Un gruppo di ricercatori guidati dall’Inaf ha scoperto una coppia di oggetti simili a Giove attorno alla stella massiccia Mu2 Scorpii, facilmente visibile a occhio nudo

In un articolo in via di pubblicazione sulla rivista Astronomy & Astrophysics, un gruppo internazionale guidato da ricercatori dell’Istituto Nazionale di Astrofisica (Inaf) riporta la scoperta di una coppia di oggetti con rapporto di massa e irraggiamento simili a Giove attorno alla stella massiccia Mu2 Scorpii (μ2 Sco). La stella, facilmente visibile ad occhio nudo, è condannata a evolvere come supergigante rossa per poi esplodere in supernova tra circa una decina di milioni di anni. Si tratta quindi della prima scoperta di oggetti planetari (o planet-like) attorno a una futura supernova. Tutti i pianeti scoperti finora si trovano attorno a stelle che terminano la loro vita come nane bianche.

Vito Squicciarini, dottorando dell’Università di Padova presso l’Inaf e primo autore del paper, commenta la scoperta: i risultati delle osservazioni mostrano «per la prima volta, che la formazione planetaria è possibile anche attorno a stelle massicce, superando il record stabilito dal nostro team con la stella binaria b Centauri. Il rapporto tra la massa di tutti questi oggetti e la massa della loro stella è attorno all’uno o due per mille, molto simile a quello di Giove rispetto al Sole: per una serie di ragioni, questo fatto è del tutto inatteso».
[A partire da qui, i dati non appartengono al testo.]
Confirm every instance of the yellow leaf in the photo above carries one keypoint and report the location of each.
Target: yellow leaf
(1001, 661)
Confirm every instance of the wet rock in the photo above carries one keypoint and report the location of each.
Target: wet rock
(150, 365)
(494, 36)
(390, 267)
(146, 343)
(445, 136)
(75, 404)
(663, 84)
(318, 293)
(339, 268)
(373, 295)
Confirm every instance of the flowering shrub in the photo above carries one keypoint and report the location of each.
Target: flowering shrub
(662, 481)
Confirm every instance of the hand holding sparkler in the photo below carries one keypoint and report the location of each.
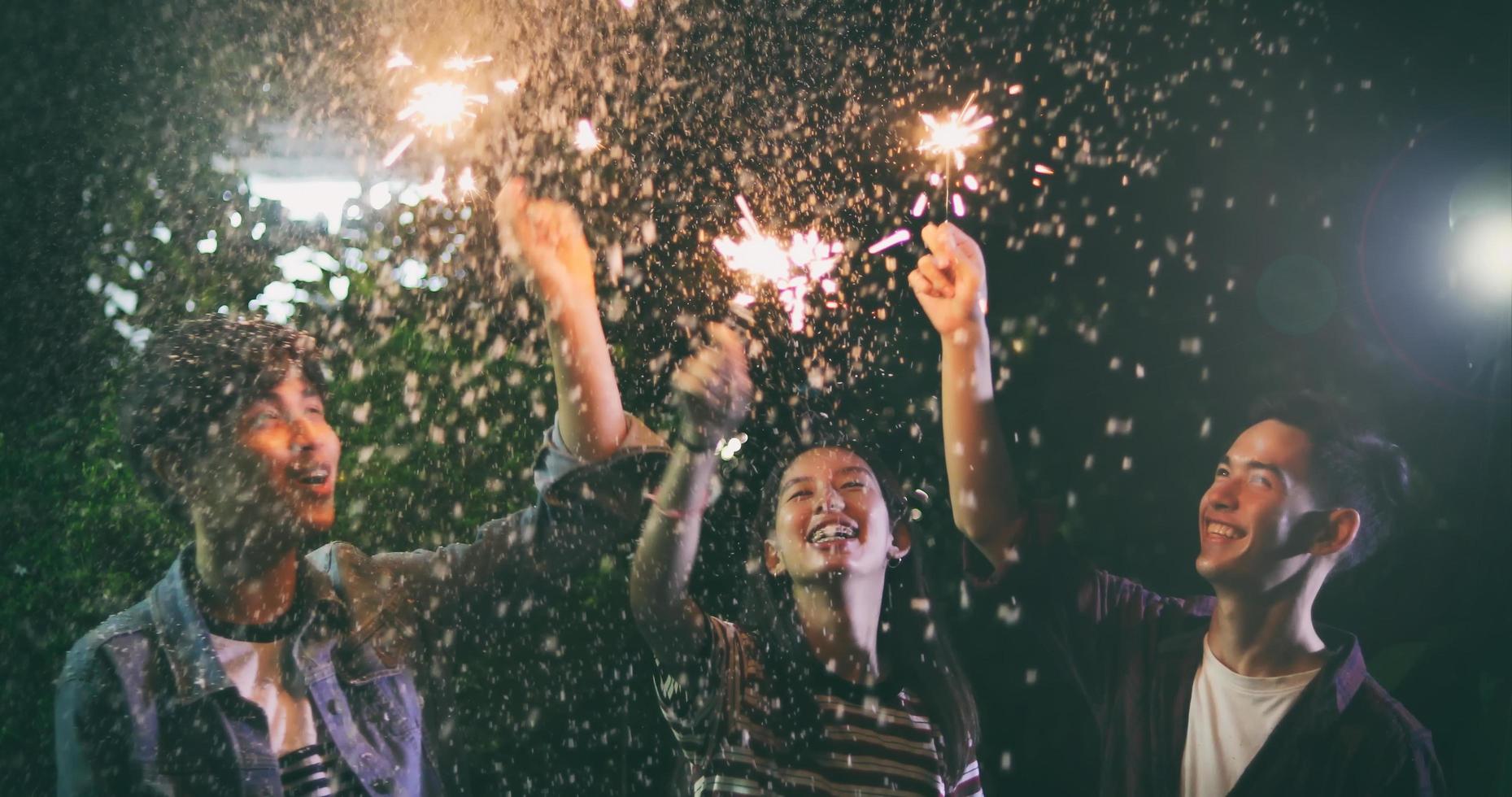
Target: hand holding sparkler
(547, 237)
(952, 281)
(714, 389)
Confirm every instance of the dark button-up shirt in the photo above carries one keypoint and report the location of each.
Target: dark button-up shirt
(144, 705)
(1135, 655)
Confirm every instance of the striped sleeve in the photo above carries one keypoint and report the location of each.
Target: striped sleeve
(700, 698)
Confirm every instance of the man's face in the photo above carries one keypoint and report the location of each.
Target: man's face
(1248, 520)
(280, 473)
(832, 519)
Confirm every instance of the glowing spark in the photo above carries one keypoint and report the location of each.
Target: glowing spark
(466, 182)
(586, 140)
(398, 149)
(952, 137)
(440, 107)
(461, 64)
(959, 130)
(892, 239)
(791, 268)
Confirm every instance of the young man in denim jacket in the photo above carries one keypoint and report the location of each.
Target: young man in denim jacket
(256, 669)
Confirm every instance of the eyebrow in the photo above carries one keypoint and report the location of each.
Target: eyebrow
(1258, 464)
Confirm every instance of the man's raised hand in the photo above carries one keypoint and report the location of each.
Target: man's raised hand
(547, 237)
(952, 281)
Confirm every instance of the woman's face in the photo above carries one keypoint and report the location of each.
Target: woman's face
(832, 519)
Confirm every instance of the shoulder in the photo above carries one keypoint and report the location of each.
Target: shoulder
(88, 660)
(1378, 717)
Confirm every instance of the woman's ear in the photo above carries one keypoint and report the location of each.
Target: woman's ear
(901, 540)
(773, 559)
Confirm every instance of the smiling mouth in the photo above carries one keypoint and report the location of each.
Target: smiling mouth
(313, 478)
(1222, 529)
(832, 533)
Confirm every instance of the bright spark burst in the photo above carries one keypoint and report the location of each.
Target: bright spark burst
(586, 140)
(791, 268)
(461, 64)
(952, 137)
(466, 183)
(440, 107)
(892, 239)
La giovane stella subgigante blu al centro dello studio è nove volte più massiccia e 5000 volte più luminosa del Sole. È osservabile in direzione della costellazione dello Scorpione ed è distante circa 550 anni luce anni luce dal Sistema solare, non molto al di sotto di Antares. «Se consideriamo Mu2 Sco b un pianeta, la sua stella Mu2 Sco sarebbe la stella più massiccia attorno a cui siano stati scoperti pianeti», aggiunge il giovane autore. Le osservazioni sono state realizzare nell’ambito del programma B-star Exoplanet Abundance Study (Beast) utilizzando lo strumento Sphere del Very Large Telescope (Vlt) dell’Eso in Cile.

Squicciarini precisa: «Solo uno dei due oggetti, Mu2 Sco b, è stato confermato. Il secondo oggetto, che per ora rimane un candidato pianeta (sebbene molto promettente), necessiterà invece di uno studio futuro teso a confermarne definitivamente l’esistenza. In tal caso, il suo nome temporaneo CC0 sarà sostituito con Mu2 Sco c».
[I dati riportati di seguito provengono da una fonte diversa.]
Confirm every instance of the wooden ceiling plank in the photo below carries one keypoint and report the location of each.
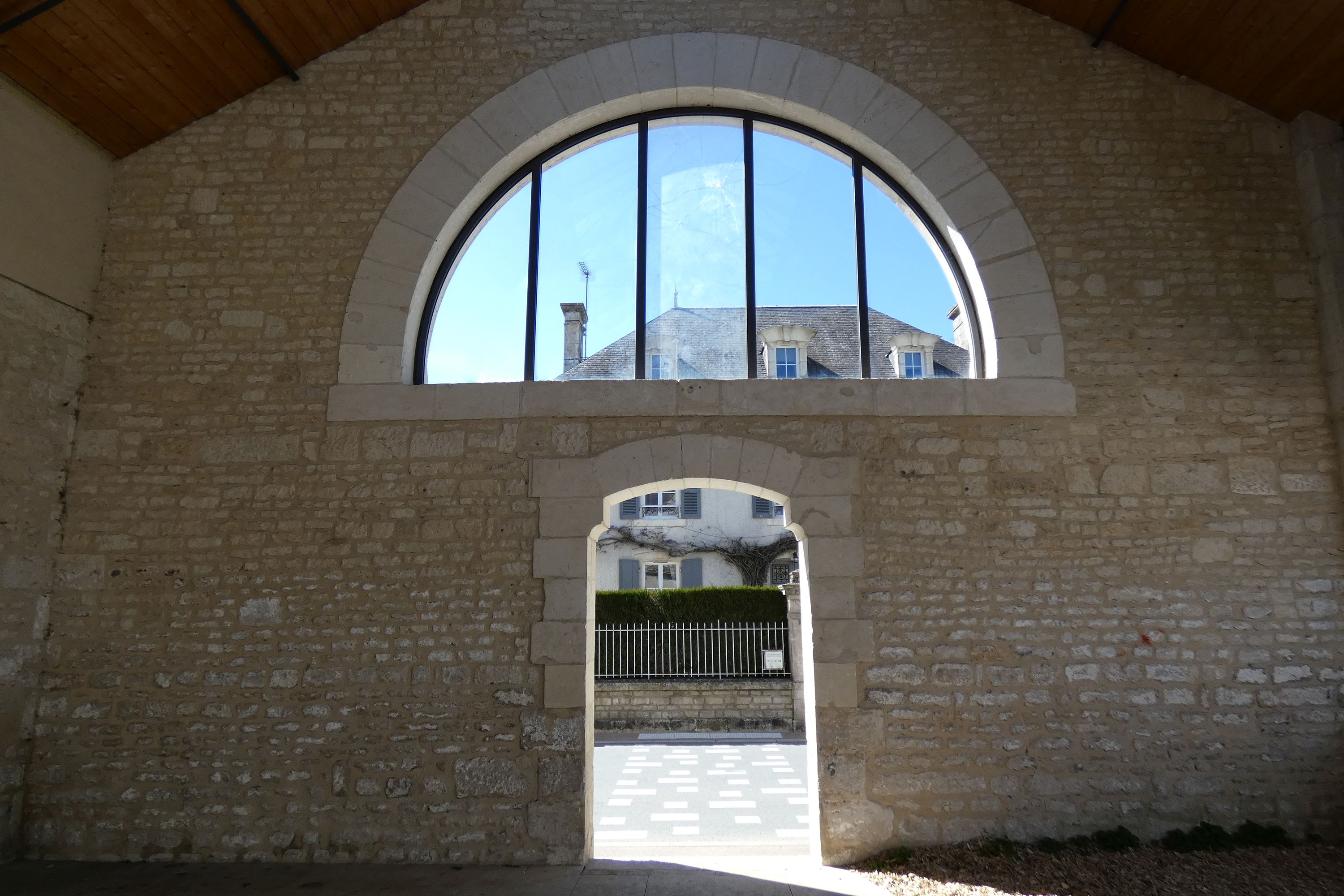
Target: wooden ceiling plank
(1307, 60)
(115, 64)
(1242, 72)
(82, 105)
(1324, 72)
(1205, 39)
(238, 38)
(1168, 27)
(345, 13)
(369, 17)
(284, 30)
(103, 125)
(210, 52)
(1238, 39)
(326, 27)
(158, 56)
(47, 58)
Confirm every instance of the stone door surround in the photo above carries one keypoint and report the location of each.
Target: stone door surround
(577, 496)
(1011, 289)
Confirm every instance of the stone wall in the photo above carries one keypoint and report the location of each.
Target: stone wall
(695, 706)
(42, 357)
(308, 641)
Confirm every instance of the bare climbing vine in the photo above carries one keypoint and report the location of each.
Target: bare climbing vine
(750, 556)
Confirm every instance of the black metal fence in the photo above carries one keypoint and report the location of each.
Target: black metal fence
(694, 650)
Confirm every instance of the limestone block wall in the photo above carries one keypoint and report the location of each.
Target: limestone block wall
(42, 357)
(54, 185)
(310, 641)
(695, 706)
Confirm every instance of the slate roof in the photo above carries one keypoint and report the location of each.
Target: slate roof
(710, 345)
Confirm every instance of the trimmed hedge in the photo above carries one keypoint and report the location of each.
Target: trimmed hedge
(741, 603)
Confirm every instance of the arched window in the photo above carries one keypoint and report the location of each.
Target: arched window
(698, 244)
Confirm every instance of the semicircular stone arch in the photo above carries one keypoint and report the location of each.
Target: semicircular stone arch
(819, 493)
(1008, 280)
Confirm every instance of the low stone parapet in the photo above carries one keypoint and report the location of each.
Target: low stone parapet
(734, 704)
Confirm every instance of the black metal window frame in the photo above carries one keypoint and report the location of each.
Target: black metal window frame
(749, 120)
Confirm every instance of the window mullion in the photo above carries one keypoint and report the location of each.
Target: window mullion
(862, 258)
(749, 202)
(534, 246)
(642, 246)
I ricercatori non possono confermare, in ogni caso, che si tratti effettivamente di pianeti: la loro massa è leggermente maggiore del limite planetario e ciò li qualificherebbe invece nella classe di nane brune. A parte questo dettaglio, il team descrive un sistema “simil” planetario, in cui la stella avrebbe il ruolo di “super Sole” e i due oggetti quello di “super Giove”. «Si tratta del secondo sistema di questo tipo scoperto dal nostro team; niente di simile era noto prima dei nostri studi, e c’erano addirittura buone ragioni per ritenere che non potessero esistere pianeti attorno a stelle con massa superiore a tre volte quella del Sole. Questo lavoro spinge molto più in là i limiti ultimi dei meccanismi di formazione planetaria, aprendo nuovi filoni di ricerca finalizzati a comprendere come sia possibile formare sistemi planetari in condizioni così esotiche», prosegue Raffaele Gratton, ricercatore presso l’Inaf di Padova e co-autore dell’articolo.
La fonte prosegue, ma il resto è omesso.